Por último, el precio promedio de los combustibles líquidos aumentó apenas un 1,4% durante el período bajo análisis. En este caso, por tratarse de lo que se suele denominar como un bien comercializable o transable con el exterior, la comparación más apropiada –en términos de los efectos de la desregulación del mercado petrolero que se impulsó en paralelo a la transferencia de YPF al sector privado– es aquella que los relaciona con la evolución del precio internacional del petróleo crudo (más aún cuando la privatización de la empresa estatal y la desregulación del sector petrolero aplicadas durante la década pasada fueron justificadas e implementadas bajo el supuesto de que darían lugar a la convergencia entre los precios locales y los internacionales de combustibles).

Sin embargo, en el Cuadro Nro. 4 se observa cómo, ante una disminución del 43,2% en el precio internacional del petróleo crudo entre marzo de 1991 y diciembre de 1998, los precios de los combustibles líquidos aumentaron (es el caso de las naftas común y especial, el 9,2% y 20,9%, respectivamente) o disminuyeron significativamente menos (kerosene, gas oil y fuel oil, cuyos precios cayeron sólo 7,1%, 14,0% y 3,2%, respectivamente).

En este sentido, cabe destacar que, a diferencia de algunos sectores económicos productores de bienes transables, en los que el efecto combinado de la desregulación de los mercados y la apertura de la economía operó como "disciplinador" de los precios domésticos, en el ámbito de los derivados del petróleo no se han visto satisfechos los objetivos proclamados con la llamada liberalización de las "fuerzas del mercado" y la privatización de la empresa líder.
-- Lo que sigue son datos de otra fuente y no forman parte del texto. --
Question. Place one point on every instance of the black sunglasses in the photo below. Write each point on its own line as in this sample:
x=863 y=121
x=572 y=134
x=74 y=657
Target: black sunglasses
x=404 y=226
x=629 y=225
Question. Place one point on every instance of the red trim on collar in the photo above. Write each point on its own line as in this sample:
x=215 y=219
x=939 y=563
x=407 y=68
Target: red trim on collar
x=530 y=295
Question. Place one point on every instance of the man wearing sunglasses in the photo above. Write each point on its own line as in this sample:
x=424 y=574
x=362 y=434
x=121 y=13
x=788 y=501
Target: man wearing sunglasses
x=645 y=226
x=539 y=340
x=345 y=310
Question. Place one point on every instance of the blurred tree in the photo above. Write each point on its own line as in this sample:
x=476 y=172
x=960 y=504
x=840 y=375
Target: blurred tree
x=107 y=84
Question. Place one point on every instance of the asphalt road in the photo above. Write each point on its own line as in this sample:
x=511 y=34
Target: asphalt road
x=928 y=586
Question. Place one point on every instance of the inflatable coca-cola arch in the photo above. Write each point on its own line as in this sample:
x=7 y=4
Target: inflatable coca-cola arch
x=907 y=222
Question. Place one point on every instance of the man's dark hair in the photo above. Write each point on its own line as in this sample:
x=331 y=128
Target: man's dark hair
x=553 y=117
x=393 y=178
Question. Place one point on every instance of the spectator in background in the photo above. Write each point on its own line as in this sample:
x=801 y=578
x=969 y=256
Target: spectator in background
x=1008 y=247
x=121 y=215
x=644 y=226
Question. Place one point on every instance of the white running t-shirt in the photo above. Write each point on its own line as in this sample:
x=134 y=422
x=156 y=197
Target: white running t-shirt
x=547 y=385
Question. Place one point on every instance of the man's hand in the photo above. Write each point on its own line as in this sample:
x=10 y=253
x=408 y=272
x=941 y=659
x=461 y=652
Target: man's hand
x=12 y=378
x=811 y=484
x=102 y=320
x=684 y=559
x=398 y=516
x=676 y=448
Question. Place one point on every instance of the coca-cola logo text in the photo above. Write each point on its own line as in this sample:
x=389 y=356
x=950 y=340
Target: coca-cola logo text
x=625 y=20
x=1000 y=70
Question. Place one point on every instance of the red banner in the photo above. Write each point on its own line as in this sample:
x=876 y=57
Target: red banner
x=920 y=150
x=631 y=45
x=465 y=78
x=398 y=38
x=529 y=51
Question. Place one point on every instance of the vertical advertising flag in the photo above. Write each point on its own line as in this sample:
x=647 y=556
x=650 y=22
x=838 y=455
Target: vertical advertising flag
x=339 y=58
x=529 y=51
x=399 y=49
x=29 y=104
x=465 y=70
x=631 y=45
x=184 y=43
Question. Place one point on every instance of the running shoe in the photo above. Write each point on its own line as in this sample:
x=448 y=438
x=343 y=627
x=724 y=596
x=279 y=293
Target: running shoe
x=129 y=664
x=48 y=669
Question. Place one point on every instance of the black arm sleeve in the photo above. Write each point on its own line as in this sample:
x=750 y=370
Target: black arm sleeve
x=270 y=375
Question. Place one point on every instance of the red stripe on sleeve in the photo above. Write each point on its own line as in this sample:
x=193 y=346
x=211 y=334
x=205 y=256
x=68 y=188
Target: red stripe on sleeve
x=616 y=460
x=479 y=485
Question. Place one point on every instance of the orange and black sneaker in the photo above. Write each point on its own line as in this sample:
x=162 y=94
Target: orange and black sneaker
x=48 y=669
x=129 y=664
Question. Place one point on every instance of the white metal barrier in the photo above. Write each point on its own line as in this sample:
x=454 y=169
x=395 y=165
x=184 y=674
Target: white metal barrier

En ese marco, el ejercicio pleno (y abusivo) del poder oligopólico de mercado por parte de las firmas dominantes, sumado a la falta total de regulación pública sobre el mercado, repercutieron directamente, como era de esperar, sobre la performance de las compañías (bajo la forma de ganancias extraordinarias –en especial, por parte de Repsol-YPF–), y pone en evidencia cúales son las consecuencias que acarrea la "desregulación" de mercados caracterizados por estructuras de oferta altamente concentradas cuando no está presente el Estado en la propiedad ni establece algún tipo de "contrapeso normativo" tendiente a controlar el comportamiento de las firmas líderes.